I cobbled the mapping functions below together from two tutorials I found online (this one and this one). As you can see, this is a very different approach to mapping data, but it has clear benefits for exploratory purposes and produces fast, interactive maps… and I’ve not even added selection and filtering tools!

import json

def get_geodatasource(gdf):    
    """Get getjsondatasource from geopandas object"""
    json_data = json.dumps(json.loads(gdf.to_json()))
    return GeoJSONDataSource(geojson = json_data)

def bokeh_plot_map(gdf, column=None, title=''):
    """Plot bokeh map from GeoJSONDataSource """

    geosource = get_geodatasource(gdf)
    palette = brewer['OrRd'][8]
    palette = palette[::-1]
    vals = gdf[column]
    
    #Instantiate LinearColorMapper that linearly maps numbers in a range, into a sequence of colors.
    color_mapper = LinearColorMapper(palette=palette, low=vals.min(), high=vals.max())
    color_bar = ColorBar(color_mapper=color_mapper, label_standoff=8, width=500, height=10,
                         location=(0,0), orientation='horizontal')

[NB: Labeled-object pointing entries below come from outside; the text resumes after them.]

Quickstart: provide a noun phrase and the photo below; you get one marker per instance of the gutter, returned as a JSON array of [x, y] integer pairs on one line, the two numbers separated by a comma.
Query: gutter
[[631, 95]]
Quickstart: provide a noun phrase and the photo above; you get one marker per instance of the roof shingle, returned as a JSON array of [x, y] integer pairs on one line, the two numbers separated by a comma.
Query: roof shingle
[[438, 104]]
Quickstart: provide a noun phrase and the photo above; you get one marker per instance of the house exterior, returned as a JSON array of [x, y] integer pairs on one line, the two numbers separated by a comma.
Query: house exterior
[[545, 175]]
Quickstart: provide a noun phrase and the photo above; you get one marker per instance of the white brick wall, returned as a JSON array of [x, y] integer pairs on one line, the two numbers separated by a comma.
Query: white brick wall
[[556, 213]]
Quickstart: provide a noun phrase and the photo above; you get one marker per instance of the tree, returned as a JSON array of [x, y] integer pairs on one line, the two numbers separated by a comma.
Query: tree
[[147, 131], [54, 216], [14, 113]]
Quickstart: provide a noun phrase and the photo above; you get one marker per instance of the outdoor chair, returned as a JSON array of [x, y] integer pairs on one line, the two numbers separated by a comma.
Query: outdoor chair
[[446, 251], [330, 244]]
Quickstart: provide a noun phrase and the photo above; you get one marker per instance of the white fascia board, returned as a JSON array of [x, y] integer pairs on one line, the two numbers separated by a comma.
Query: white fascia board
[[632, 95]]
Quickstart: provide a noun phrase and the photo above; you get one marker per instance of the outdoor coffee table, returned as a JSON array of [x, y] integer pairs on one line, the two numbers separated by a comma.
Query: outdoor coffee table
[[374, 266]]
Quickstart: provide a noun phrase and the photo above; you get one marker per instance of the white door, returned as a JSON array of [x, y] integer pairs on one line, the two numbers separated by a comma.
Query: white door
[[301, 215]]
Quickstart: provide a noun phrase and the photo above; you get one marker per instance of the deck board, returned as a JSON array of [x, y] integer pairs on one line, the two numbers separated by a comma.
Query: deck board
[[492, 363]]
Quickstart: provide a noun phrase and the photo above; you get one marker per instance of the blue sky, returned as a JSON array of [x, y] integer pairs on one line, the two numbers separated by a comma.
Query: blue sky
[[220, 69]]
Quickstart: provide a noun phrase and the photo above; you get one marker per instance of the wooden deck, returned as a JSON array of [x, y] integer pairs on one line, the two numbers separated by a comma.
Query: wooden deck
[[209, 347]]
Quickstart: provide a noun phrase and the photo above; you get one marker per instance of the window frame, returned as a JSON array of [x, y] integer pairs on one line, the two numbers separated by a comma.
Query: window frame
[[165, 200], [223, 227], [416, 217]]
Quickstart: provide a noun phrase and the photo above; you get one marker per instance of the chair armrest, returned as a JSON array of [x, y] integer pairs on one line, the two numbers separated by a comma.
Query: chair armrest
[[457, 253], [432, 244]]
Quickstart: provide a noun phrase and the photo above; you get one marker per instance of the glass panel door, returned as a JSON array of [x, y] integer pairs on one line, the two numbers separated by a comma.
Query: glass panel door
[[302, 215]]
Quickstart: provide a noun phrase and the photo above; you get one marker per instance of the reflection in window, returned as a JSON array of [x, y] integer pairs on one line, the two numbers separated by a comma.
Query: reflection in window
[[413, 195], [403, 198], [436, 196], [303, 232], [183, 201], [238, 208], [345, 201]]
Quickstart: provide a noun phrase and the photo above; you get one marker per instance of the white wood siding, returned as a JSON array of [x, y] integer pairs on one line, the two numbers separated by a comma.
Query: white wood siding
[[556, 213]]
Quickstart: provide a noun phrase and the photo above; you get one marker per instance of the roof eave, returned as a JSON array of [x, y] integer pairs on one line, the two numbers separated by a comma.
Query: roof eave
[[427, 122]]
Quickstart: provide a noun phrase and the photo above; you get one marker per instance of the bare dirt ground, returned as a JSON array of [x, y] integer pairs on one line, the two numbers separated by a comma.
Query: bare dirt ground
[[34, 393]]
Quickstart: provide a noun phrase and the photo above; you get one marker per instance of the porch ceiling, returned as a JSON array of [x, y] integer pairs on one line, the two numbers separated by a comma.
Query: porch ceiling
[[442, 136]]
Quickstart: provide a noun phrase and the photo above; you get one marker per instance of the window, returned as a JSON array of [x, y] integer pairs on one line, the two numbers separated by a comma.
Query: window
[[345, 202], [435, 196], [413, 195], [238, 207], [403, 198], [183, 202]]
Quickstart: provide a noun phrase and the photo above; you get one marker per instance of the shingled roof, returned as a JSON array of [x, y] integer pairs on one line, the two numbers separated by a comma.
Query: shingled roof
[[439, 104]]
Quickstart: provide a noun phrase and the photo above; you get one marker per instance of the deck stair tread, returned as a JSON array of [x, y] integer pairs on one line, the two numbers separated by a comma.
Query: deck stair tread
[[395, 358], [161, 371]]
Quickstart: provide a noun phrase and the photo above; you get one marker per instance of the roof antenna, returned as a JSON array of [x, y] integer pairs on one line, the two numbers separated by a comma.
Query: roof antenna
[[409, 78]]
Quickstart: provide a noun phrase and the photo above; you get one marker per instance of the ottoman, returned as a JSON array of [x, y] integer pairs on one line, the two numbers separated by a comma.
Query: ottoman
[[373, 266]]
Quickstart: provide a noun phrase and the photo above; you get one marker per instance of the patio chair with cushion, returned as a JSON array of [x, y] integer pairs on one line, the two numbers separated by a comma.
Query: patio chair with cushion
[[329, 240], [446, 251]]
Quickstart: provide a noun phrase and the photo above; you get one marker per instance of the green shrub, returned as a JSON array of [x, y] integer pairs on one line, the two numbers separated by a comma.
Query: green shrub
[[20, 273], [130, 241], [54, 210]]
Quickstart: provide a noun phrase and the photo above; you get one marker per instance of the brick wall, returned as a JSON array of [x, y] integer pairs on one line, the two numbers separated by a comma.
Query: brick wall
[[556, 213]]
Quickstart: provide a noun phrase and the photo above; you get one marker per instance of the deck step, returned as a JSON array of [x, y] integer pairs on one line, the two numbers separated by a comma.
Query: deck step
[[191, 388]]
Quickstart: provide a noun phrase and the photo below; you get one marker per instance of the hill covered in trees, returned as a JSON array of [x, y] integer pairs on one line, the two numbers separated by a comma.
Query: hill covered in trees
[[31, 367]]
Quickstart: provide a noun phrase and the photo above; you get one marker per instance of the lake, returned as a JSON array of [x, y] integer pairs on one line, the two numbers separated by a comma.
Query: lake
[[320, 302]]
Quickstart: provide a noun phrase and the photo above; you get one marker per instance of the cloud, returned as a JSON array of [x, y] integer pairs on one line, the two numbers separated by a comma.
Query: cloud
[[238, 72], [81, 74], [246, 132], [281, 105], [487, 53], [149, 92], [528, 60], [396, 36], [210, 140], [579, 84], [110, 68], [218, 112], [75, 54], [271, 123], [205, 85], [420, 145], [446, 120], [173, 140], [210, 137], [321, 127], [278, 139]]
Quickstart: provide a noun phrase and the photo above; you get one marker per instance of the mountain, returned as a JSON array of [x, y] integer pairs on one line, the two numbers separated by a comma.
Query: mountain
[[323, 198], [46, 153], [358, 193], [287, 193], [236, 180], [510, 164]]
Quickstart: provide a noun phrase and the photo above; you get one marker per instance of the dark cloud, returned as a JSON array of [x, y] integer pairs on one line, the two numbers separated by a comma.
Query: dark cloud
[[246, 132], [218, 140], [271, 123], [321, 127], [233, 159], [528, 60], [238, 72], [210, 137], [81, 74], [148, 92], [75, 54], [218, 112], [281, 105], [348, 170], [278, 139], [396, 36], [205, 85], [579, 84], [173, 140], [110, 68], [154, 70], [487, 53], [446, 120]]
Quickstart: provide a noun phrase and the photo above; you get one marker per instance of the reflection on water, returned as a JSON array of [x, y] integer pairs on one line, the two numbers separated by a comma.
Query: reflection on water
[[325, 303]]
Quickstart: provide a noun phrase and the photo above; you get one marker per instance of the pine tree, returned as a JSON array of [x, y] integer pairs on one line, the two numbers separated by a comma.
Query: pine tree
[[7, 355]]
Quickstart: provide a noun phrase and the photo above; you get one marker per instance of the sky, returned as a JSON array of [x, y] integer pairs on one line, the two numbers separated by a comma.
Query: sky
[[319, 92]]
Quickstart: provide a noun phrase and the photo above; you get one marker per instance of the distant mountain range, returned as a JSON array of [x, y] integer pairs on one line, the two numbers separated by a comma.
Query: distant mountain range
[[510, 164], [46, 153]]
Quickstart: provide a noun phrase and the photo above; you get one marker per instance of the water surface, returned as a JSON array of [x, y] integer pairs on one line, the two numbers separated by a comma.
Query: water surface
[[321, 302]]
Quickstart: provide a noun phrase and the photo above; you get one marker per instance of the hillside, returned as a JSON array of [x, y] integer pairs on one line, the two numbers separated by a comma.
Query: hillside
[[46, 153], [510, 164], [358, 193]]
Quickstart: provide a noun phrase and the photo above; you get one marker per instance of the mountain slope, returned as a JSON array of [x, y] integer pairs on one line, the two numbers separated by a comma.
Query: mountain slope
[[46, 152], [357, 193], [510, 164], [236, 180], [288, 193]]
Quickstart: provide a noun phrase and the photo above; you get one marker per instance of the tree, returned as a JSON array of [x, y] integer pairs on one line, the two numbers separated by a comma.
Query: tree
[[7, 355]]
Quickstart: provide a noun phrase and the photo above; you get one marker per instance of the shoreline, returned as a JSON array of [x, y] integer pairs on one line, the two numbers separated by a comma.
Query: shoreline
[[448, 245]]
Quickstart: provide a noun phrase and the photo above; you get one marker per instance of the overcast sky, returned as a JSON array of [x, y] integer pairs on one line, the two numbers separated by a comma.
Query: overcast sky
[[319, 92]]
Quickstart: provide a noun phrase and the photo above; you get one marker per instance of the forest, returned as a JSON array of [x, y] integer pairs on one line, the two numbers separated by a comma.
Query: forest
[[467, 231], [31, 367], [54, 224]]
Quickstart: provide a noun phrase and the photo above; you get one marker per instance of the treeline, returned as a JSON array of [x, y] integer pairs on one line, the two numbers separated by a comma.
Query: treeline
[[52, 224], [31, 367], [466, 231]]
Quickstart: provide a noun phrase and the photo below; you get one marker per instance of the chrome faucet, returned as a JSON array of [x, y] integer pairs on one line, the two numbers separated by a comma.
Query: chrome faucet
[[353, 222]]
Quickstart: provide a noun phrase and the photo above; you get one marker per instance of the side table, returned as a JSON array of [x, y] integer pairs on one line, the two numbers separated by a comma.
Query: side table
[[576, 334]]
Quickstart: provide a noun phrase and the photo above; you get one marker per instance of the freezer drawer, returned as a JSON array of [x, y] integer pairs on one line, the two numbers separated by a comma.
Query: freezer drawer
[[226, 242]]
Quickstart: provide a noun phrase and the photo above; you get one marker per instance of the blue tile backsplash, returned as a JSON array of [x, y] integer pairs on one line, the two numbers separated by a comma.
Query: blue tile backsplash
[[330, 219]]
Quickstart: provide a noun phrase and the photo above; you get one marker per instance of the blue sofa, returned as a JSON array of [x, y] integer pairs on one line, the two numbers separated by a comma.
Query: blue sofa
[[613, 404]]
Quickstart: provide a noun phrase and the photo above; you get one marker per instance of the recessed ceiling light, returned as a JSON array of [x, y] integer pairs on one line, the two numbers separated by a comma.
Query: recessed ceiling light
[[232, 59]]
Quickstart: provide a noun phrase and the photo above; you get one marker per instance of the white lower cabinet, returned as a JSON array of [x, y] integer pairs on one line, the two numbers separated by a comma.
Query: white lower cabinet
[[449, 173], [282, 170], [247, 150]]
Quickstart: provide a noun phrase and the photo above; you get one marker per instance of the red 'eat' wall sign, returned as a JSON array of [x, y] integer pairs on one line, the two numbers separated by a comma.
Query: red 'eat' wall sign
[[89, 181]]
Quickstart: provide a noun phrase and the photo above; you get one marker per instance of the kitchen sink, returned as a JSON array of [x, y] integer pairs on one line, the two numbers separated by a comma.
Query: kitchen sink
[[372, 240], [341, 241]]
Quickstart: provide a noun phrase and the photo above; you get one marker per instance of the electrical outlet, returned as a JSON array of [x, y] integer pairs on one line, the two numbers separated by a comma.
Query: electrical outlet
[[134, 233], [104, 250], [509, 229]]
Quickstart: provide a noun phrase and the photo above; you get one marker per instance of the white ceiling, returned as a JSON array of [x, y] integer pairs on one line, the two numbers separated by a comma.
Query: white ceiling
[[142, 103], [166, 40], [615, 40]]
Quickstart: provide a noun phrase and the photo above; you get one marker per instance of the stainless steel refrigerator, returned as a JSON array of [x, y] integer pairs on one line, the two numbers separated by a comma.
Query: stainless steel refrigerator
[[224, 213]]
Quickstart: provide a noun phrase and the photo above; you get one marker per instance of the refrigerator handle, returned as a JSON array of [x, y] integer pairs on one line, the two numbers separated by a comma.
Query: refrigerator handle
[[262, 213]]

    tools = 'wheel_zoom,pan,reset,hover'
    
    p = figure(title = title, height=700, width=850, toolbar_location='right', tools=tools)
    p.add_tile("CartoDB Positron", retina=True)
    p.xgrid.grid_line_color = None
    p.ygrid.grid_line_color = None
    
    # Add patch renderer to figure
    p.patches('xs','ys', source=geosource, fill_alpha=0.5, line_width=0.5, line_color='white',  
              fill_color={'field' :column , 'transform': color_mapper})
    
    # Specify figure layout.
    p.add_layout(color_bar, 'below')
    
    # Add hover
    hover = p.select_one(HoverTool)
    hover.point_policy = "follow_mouse"
    hover.tooltips = [("Borough", "@Borough"),
                      ("Neighbourhood", "@msoa11hclnm"),
                      ("Count of Listings", "@count"),
                      ("Median Price", "$@median")]
    
    return p

Reproject to Web Mercator:

msoa_gdf = pd.merge(msoagrdf, msoas, left_on='msoa11nm', right_on='MSOA11NM', how='inner')
msoa_gdf = msoa_gdf.set_geometry('geometry').set_crs('epsg:27700')
msoageo = msoa_gdf.to_crs('epsg:3785')
msoageo.total_bounds
array([-6.74542047e+03,  6.71906611e+06,  3.04361304e+03,  6.73637453e+06])

And map it!

# Need to drop the right geometry column
# as Bokeh doesn't know how to handle two
# and tries to 'serialise' the second geom.
p = bokeh_plot_map(msoageo.drop(columns=['geometry_right','index_right']), 'median', title=f'MSOA-Level Activity in {LA}')

handle = show(p, notebook_handle=True)
push_notebook(handle=handle)
🔗 Connections

And that’s it. That’s all she wrote! You’ve now covered in <10 weeks what many people might take 10 months to cover. So do not feel like either: 1) you know it all; or 2) you know nothing. You have learned a lot, but it’s probably just enough to see how much you don’t know. And that is the start of wisdom. Good luck, young Python-master!